MBProject believes that the American banking community is a latent and critical resource that will deliver on the EDI promise. No equivalent distribution resource has the potential to position EDI services among care-givers like our banking community.

Medical banking drives EDI-enabled workflow processes into the heart of our delivery system in a manner that permanently reduces operating costs...and empowers consumers to make far better healthcare choices! For example, “digitizing” claims resulted in streamlined operations mostly for insurance carriers. Digitizing remittances, however, not only sends a wave of processing efficiency back to the care-giver, but potentially opens up over $200 billion annually in non-productive medical A/R assets that are under-valued, or not valued at all by the banking community. In addition, new payment structures promise to simplify administration of charitable and faith-based funds and even revolutionize medical consumer credit practices.

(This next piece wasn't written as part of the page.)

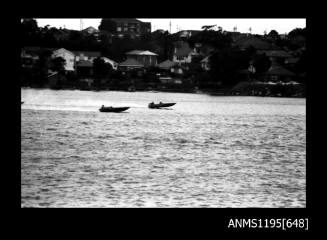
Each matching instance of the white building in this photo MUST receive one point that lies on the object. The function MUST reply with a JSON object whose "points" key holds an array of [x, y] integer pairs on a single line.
{"points": [[68, 56], [111, 62], [183, 53]]}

The closer EDI-enabled functions move towards the care-giver and patient, the more likely savings will be funneled into charitable activities. Conversely, the further EDI-enabled processes move away from our medical delivery system, the more likely that the savings will be used for some other purpose. Defining best practices that integrate banking and healthcare systems, and improving the distribution of high value administrative technologies for care-givers - so they can in turn enhance and/or expand charitable efforts in communities across America - is a central concern at the Medical Banking Project.


>> John Q...Actor Denzel Washington depicts the rise of the uninsured in America today. While critics call the movie one-sided, it illustrates our growing reliance on charitable resources. A world event that dramatically underscored this need was 9/11.


OUR MISSION is to research, document and facilitate "medical banking convergence" or "the latent integration of banking infrastructure and credit resources with healthcare administrative operations"... Can we turn your attention to the good old days for just a moment? A central dynamic in medical banking can be characterized by values we once espoused as a society...values of trust...of "caring and neighborly folk just looking after each others good." Sound naive? Perhaps. Is this a worthy element to add to the community mission of a bank or hospital? Its probably already there. How has your organization chosen to enable it?


We believe that the next few years will be marked by a complete reversal of how we view the "under/uninsured" population. This is because of cost (i.e., $2.6 trillion by 2010) and the sheer size of this segment. Our vision is that "medical banking", supported by best practices in e-health/e-finance, will spearhead the formation of "charitable communities." We hope you'll join this cause if not for our vision, then to create viable IT/IS strategies that will transform medical banking services for governments, medical providers and consumers.